Last week I attended the latest in the NYC Google Speaker event series: “Luiz Barroso, Google Distinguished Engineer, will talk about “Watts, Faults, and Other Fascinating Dirty Words Computer Architects Can No Longer Afford to Ignore”. Luiz was talking about things way beyond my skill or experience but I still got some great insights into designing hardware and infrastructure. That’s mainly why I go to things like this - it’s new information, just expands what I know a little about. So here’s some notes from the talk; there was a lot more to it than I noted.
. power and energy usage have not been very sexy when it comes to designing architecture and that has caught up with people. It is now the centre of plenty of attention.
. In the 90’s there two big research areas, the MHZ race and the DSM (Distributed Shared Memory) race. The first for accelerated single thread performance and second to improve the efficiency of shared memory
. Moore’s law is fundamentally about transistors. The issue is becoming power; they are energy wasteful and temperature control is difficult. Power costs are increasing and look like being more expensive than the hardware. It may tend towards the Mobile model, where you get a energy contract and then the hardware thrown in for free.
. they are focusing on reducing conversion losses and improving power conversion. On PCs the power supply consumes much of the energy, with 55-70% efficiency. .

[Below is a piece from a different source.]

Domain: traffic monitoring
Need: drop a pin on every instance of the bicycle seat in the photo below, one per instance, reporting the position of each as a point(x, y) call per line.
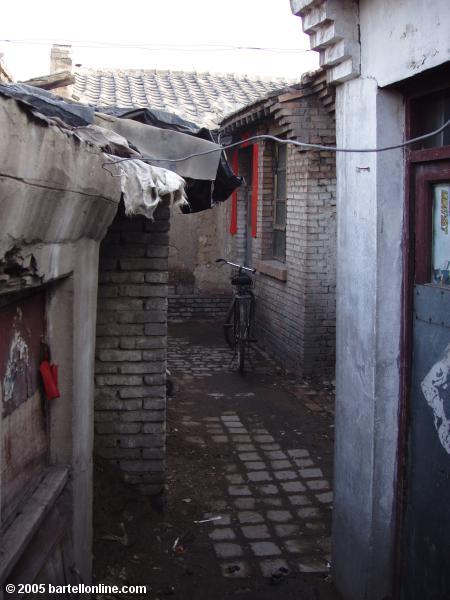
point(241, 280)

. Multi-core processes help reduce energy use. You need to design software differently to take advantage of it, building efficient concurrent programs.

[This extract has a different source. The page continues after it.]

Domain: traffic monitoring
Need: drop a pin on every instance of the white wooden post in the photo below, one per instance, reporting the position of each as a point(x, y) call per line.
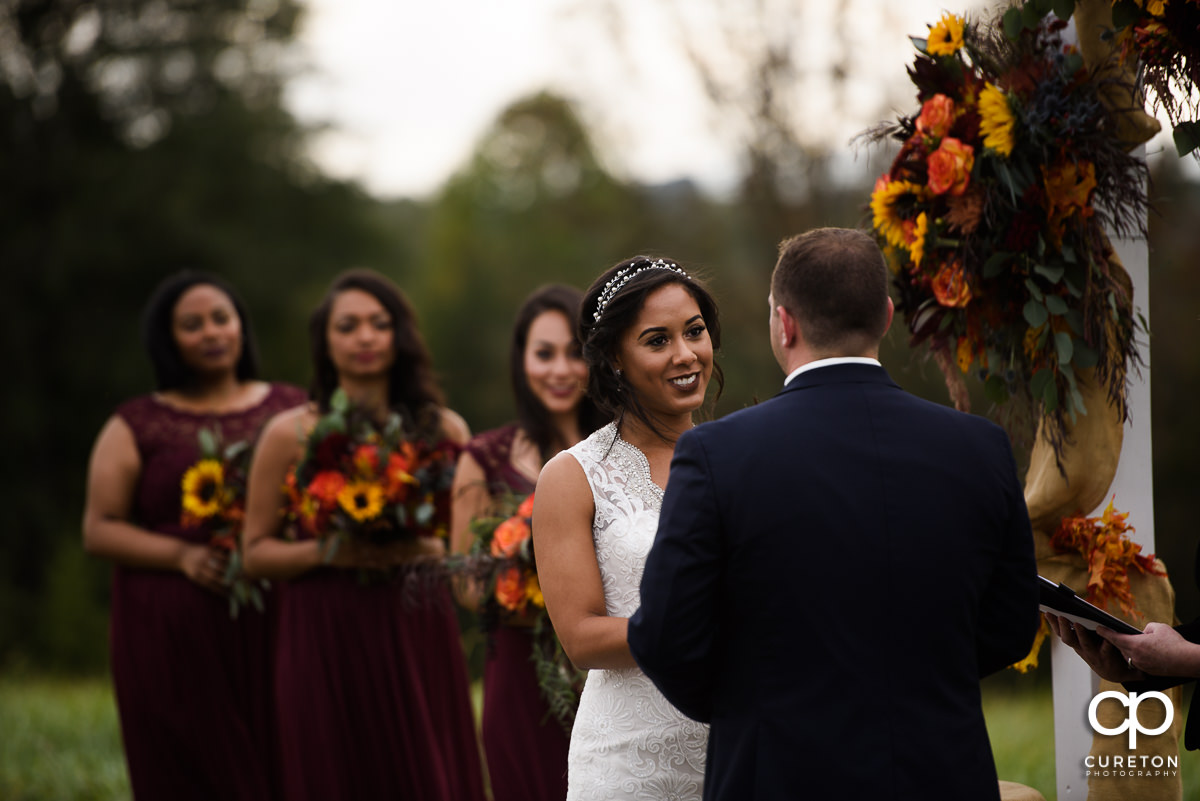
point(1074, 684)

. Google has been monitoring diskfailure. Common wisdom is that failure rate is <1% and temperature is a big factor. So we looked at 100k+ drives over 5 yrs. Failure rates were ~8% after 2 years, all way larger than manufacturers rates and temperature did not appear affect the rate. Trying to find a predictive algorithm has had little success; more than half the disk failures happened with no indicative errors and the arrival of errors did not indicate time to failure. The models are good for predicting population wide trends, ie predicting how many failures you will have and how many replacement disks you need. And also for telling you that temperature does not matter that much.
. Looking at power requirements, the average data centre costs $10-22/watt used, whereas US average energy costs $0.8/watt/year. It costs more to build a data centre than to power it for 10 years. YOu have to optimise energy usage to be close to capacity, thinking about power provisioning, how many machines can be used, the unused watts cost.
. Studying power usage, we found the data centre never hit peak capacity, even if a rack on its own could have. A PC uses about 60W at rest, 120 at full usage; a human uses around 60W at rest and 1200W at high usage. We are far more efficient - machines have a factor of 2 between idle and peak, humans a factor of 20. To improeve energy efficiency for data centres, we should focus on reducing the usage of idle power.
. So by reducing the idle power, with no change in peak, you can get a 40-50% savings. You can reduce the peak power requirements for the data centre as a whole by reducing the machine idle consumption.